Last Sunday we kicked off a short series on the Great Commission called Discipleship. This Sunday I began teaching the adult Sunday School class a curriculum that I wrote called "To be a Hebrew" on Hebraic roots in the New Testament. We're looking at the Blood Covenant of the Old Testament, the Tabernacle, and the Feasts of Israel. I don't know if anyone else is as excited about it as me, but it should be a lot of fun.

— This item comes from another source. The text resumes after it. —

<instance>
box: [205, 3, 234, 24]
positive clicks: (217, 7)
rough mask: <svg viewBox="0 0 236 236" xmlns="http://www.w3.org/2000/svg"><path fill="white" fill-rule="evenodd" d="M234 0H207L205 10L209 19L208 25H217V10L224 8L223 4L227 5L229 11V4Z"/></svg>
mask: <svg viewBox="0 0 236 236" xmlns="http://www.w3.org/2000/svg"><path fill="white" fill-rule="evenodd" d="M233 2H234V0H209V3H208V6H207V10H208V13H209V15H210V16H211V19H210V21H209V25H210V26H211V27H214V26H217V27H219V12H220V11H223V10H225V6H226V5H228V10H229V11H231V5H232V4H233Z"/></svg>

Things you can be praying for:
- Shell and three other SEND Missionary wives will be attending a Ladies Retreat in Soldotna, AK next weekend with Arctic Barnabas. Pray for their safety, and encouragement there.
- Pray for me because I'll have all three kids to myself from Thursday to Sunday. My goal is to have as many at the end as I started with. 
- Pray for the SEND Missionaries (Brad and Madeline Fox, Martin and Silke Hornfischer, Josh and Theresa Kaufield) as they struggle with their homes in this long cold snap. Also pray that they would have clarity to know where and how to best serve the community and make relationships with people.
- Pray for warmer weather. I think my church would hurt me if I didn't ask you to pray for this.
- YoungLife volunteers will be traveling this coming weekend to attend the YL All Staff Meeting. Pray that God gives them encouragement and a fresh vision for reaching native Alaskan teens with the Gospel.
- Bible Church Youth Group will be starting back this Tuesday. Pray that we can continue to develop relationships with students, and model Godly love and wisdom to them.

Saturday, January 7, 2012

Boiling water at 50 Below

Got some curious questions about boiling water and 50 below temperatures. So I though this might help. You are supposed to throw it out a second story window and it won't hit the ground, but all our windows are froze shut. So without further adieu...BOILING WATER AT 50 BELOW!!!

Thursday, January 5, 2012

You know you're in Bush Alaska when...

You know you’re in Bush Alaska when…
  1. You do not find anything strange about the statement, “It warmed up to -31 today.”
  2. A half gallon of liquid bleach from the local store costs more than a movie ticket in the city.
  3. You understand what it means to “torch” your engine block so that your truck will start.
  4. You’ve been depressed because you want a snack, have looked in the pantry, not seen anything you wanted, and realized that it is EVERYTHING you have for the rest of the year.
  5. You know what happens when you throw boiling water in the air when it is -50.
  6. You regularly eat food that is past its “sell-by” date.
  7. A night out on the town consists of eating a snickers bar down by the river.
  8. The “riff-raff” at the local “mall” will not mug you, but might eat you. 
  9. You’ve tried to find something for $1.72 so that you qualify for free shipping on Amazon.
  10. Your physical address is made up, and sending something General Delivery will actually get to you.
  11. Your village posts announcements on the radio station like “The City of Galena asks all residents to conserve any room they have left in their sewage tanks. The truck is still broken down and may not be operational at all this week.” And “To all Galena citizens and businesses, the city is asking you to hold your trash until further notice because of the trash truck failure in the cold weather. 
  12. Your family in the lower 48 Google's directions from their house to yours and Google says "You cannot get there from here." 
  13. You love Jesus and the people that live here so much that you choose to deal with the above mentioned things so that God can be glorified, and people can meet Jesus.
Thanks for the faithful love and prayer you have given us over the past year.